The main brand for us is Viña Ardanza, it’s more known wine. It’s a blend of 80% of tempranillo and 80%, or 20% of, sorry, garnacha. The next vintage, 2008, that we sell in the market, we sell in the market, probably it have the nature of our vineyard. We have a particular vineyard of Rioja Alta area, Rioja Baja area, sorry, called La Pedriza. All of this vineyard is stone, very, very full and the quality of the vineyard is amazing. I think, probably the next Viña Ardanza could be better than the others.”
“The most special wines that we elaborate is the Gran Reservas. We elaborate two Gran Reservas: 904, which is a little bit younger, it’s a blend of 90% of tempranillo and 10% of graciano. Graciano is a particular variety of grape of Rioja. It’s very, it’s not common now in Rioja in the last 20 years but now it’s very common in the blending of the Gran Reservas. We have our vineyards of graciano only to elaborate the Gran Reservas. And the case of 904 is 90% tempranillo and 10% of graciano. How we age it: four years in American oak and we sell the wine after four years in bottle.
And the most special wine for us, the best wine is 890, if of all the wine in our winery, it’s a blend of 95% of tempranillo, 3% of graciano and 2% of mazuelo. And we age it six years in American oak. It’s more special, a more special wine and this is the wine that we elaborate and is in the bottle.”
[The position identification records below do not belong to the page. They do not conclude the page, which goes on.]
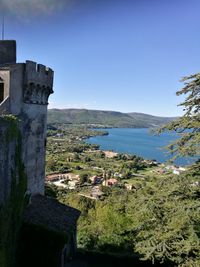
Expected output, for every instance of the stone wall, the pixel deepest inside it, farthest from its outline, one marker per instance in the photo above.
(13, 185)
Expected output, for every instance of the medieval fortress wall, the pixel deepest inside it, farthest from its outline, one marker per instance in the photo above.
(24, 93)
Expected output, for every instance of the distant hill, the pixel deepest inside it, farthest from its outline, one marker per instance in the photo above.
(105, 118)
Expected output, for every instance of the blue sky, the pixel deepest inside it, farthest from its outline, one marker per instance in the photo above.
(118, 55)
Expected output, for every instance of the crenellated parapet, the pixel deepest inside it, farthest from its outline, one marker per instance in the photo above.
(38, 83)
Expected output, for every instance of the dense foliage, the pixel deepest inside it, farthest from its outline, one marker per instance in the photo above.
(188, 126)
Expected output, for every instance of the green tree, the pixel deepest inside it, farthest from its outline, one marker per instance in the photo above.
(188, 126)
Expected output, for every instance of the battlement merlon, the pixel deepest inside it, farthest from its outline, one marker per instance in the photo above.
(38, 83)
(38, 74)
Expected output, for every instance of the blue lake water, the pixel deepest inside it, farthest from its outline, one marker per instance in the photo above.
(139, 142)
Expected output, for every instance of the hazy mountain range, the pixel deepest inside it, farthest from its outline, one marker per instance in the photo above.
(105, 118)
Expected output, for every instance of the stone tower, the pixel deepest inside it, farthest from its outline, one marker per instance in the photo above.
(24, 92)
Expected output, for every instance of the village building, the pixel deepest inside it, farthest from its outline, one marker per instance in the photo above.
(110, 182)
(48, 230)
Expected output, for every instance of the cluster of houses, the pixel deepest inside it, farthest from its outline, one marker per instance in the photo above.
(72, 181)
(171, 168)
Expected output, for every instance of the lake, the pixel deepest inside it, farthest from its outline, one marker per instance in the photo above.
(138, 141)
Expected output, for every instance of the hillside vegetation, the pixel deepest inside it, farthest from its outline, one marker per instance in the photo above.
(105, 118)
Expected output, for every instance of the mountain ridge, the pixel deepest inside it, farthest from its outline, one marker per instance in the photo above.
(106, 118)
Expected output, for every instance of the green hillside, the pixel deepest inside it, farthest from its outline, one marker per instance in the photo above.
(104, 118)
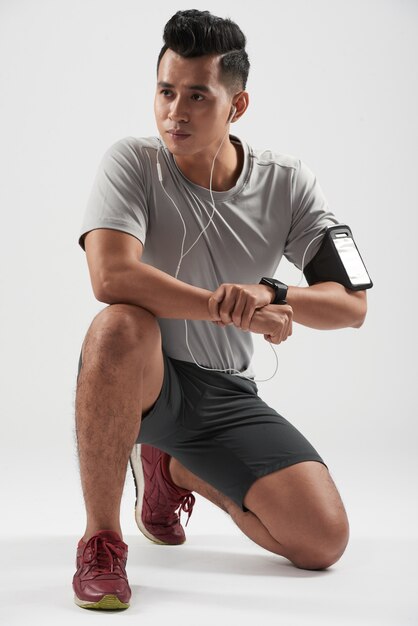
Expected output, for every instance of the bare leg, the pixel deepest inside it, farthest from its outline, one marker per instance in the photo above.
(290, 521)
(121, 377)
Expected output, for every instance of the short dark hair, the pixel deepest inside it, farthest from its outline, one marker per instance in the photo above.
(194, 33)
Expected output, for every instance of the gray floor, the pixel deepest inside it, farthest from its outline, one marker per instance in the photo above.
(217, 579)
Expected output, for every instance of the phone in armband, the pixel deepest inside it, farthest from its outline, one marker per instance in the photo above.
(338, 259)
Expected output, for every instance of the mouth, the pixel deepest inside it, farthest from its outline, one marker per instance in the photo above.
(176, 134)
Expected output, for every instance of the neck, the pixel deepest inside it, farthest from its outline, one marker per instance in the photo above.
(226, 169)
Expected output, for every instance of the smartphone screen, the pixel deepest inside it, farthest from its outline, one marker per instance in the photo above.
(351, 260)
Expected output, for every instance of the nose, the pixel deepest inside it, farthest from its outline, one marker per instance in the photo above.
(178, 111)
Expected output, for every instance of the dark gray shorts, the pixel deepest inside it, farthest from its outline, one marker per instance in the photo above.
(218, 427)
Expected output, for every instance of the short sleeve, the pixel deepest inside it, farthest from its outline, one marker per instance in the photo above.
(310, 216)
(118, 198)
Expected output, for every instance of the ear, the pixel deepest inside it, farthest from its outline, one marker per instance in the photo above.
(240, 102)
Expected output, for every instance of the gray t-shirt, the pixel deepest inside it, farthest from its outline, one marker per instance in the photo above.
(276, 208)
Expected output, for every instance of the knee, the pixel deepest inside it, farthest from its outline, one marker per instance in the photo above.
(325, 545)
(120, 327)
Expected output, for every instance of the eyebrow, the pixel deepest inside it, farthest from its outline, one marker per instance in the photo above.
(205, 88)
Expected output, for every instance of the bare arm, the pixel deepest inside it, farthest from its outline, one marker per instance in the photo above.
(118, 275)
(327, 306)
Drinkability comes from long aging
In Rioja, many wineries think about their consumer, and age the wines in oak and in their cellar for a very long time before releasing them. They do not expect you to buy the wine and store it for 10 years before drinking it. They do the hard work for you. La Rioja Alta takes this concept very seriously. In fact, if you look at their current releases, there is nothing yet in the 2010s. 2005, 2007, 2008 or 2009 is what you will find. Again, Julio Saenz shared his pragmatic approach to wine’s quality: ‘We do not produce our wine every year. Instead, we release our wines when they are ready to drink.”
Some say time is money. It seems in Rioja time is more than that: Time is good wine!